All community mediation centers rely on volunteer mediators to do the work. Ideally, when recruiting mediators for a community mediation center, a wide range of criteria should be considered, in order to reflect the characteristics of the community in which the volunteers will activate. In reality, research indicates that mediation centers generally rely on volunteers who, on average, are white female, middle-class, older, and well-educated (Cole, McEwen and Rogers, 2009, supra note 35). There is also a variety of professional backgrounds among the community mediators including educators, psychologists, business people, and clergy (Cole, McEwen and Rogers, 2009, supra note 56).
The potential volunteers pass through a screening process, ranging from a very simple request to an elaborate application and interview process (Jacobs, 2011). In the United States, no state currently requires mediators to be certified or licensed to practice privately (Mediation Training Institute International, 2013), but the courts can impose minimum requirements for mediators who seek court referrals or even some additional training for certain types of mediation, like child custody.
Most mediation centers offer an initial training program for their volunteers, but the numbers of hours of training vary widely from twenty-two to fifty (Jacobs, 2011, p. 493). Despite the significant diversity of the training programs, a remarkable fact still remains: community mediators are among the most trained dispute resolvers. A comparative assessment of training requirements imposed by state legislatures, courts and community mediation centers shows that volunteer mediators with the community centers acquire more hours of training (through basic training, apprenticeship, mentorship and continuous education) than almost any other group of mediators or arbitrators (Hedeen and Coy, 2000, p. 117). Currently in the US there are an estimated 20,000 active volunteer mediators who contribute an average of 35 hours per year by mediating local disputes (Corbett and Corbett, 2012).
In terms of effectiveness, an analysis of community mediation programs for a period of ten years has shown that more than 70% of mediated cases settle. Also, studies on community mediation demonstrate high levels of satisfaction with the mediation process, the disputants indicating that they will use the process again in over 80% of the cases (Cook, Roehl and Sheppard, 1980).

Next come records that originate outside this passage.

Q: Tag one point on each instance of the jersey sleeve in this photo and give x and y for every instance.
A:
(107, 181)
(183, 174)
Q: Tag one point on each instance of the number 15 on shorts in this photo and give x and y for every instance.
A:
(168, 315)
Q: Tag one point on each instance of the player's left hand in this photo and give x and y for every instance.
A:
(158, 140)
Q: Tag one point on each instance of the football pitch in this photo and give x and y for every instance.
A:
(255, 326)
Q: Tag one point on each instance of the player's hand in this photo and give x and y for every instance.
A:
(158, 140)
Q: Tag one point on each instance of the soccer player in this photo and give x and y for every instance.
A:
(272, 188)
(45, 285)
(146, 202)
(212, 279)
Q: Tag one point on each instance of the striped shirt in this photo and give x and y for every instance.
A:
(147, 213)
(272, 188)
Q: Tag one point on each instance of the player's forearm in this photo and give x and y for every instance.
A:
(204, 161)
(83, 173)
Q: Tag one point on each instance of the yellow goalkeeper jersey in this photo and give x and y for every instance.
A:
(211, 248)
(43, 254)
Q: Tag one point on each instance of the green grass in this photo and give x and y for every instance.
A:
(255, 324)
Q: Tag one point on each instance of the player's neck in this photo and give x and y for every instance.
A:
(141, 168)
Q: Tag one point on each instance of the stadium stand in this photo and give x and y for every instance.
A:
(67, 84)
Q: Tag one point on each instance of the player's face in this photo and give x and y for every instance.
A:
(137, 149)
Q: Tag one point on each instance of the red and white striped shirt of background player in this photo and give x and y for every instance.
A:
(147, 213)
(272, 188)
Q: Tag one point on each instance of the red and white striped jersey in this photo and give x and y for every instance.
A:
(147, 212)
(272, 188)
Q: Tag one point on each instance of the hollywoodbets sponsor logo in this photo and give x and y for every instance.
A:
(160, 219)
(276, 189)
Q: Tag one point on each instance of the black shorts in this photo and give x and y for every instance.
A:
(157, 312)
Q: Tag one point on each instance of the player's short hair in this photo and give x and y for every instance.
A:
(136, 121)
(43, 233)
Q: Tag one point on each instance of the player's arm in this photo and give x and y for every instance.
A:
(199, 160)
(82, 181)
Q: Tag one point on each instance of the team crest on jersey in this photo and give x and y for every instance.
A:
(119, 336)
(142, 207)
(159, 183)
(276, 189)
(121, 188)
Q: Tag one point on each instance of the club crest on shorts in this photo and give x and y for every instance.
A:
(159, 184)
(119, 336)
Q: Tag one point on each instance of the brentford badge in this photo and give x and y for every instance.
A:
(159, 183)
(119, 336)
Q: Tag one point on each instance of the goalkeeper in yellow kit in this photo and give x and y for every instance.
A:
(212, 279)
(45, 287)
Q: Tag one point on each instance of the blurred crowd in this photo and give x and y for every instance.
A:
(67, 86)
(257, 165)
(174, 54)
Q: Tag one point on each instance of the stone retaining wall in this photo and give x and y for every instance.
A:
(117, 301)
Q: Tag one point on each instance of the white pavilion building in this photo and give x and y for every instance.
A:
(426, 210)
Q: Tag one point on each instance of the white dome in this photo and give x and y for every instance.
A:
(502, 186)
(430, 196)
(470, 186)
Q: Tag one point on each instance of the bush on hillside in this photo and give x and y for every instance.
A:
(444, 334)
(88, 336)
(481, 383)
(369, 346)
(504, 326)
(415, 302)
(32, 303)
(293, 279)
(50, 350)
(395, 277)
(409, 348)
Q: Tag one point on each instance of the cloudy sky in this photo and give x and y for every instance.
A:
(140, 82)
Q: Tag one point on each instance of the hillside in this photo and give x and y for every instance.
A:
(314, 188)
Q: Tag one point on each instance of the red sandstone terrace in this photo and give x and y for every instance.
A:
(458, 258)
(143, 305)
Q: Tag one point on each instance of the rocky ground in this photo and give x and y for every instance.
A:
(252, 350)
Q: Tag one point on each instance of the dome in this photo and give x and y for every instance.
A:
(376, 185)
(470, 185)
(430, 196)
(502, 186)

The practice of mediation, and community mediation specifically, in Sri Lanka is quite different from the same services provided in US. The particularity of the Sri Lankan community mediation model is the need to address the considerable grievances among the population related to effects of the war and to be an active part of the post-war reconciliation process.
If, in the United States, there are no limitations in using one model of mediation or another, in Sri Lanka the Mediation Boards have to follow the norms of the interestbased mediation, which is defined as 'a process that tries to get to the real issues and the role of the conflict, identify the needs or interests of the parties, and finally find a solution that is acceptable to both sides' (Moore, Jayasundere and Thirunavukarasu, 2011).
The Mediation Boards are coordinated by the Minister of Justice and are integrated into the justice system, but implemented by community members (Vaters, 2013). By law, the Mediation Boards are mandated to address a specific range of disputes. These disputes are of criminal or civil nature, and they cannot reach the courts until they are mediated through the Boards and fail to generate settlement. The most common types of disputes mediated by the Boards are (in order) loan and debt, land disputes and domestic issues (Siriwardhana, 2011, p. 3). Special mediation boards with a different mandate--for example, state entities could come to mediation--were used in 2005 to solve tsunami related disputes, demonstrating the belief that the process of mediation can also be used to address some major problems (Vaters, 2013, p. 12).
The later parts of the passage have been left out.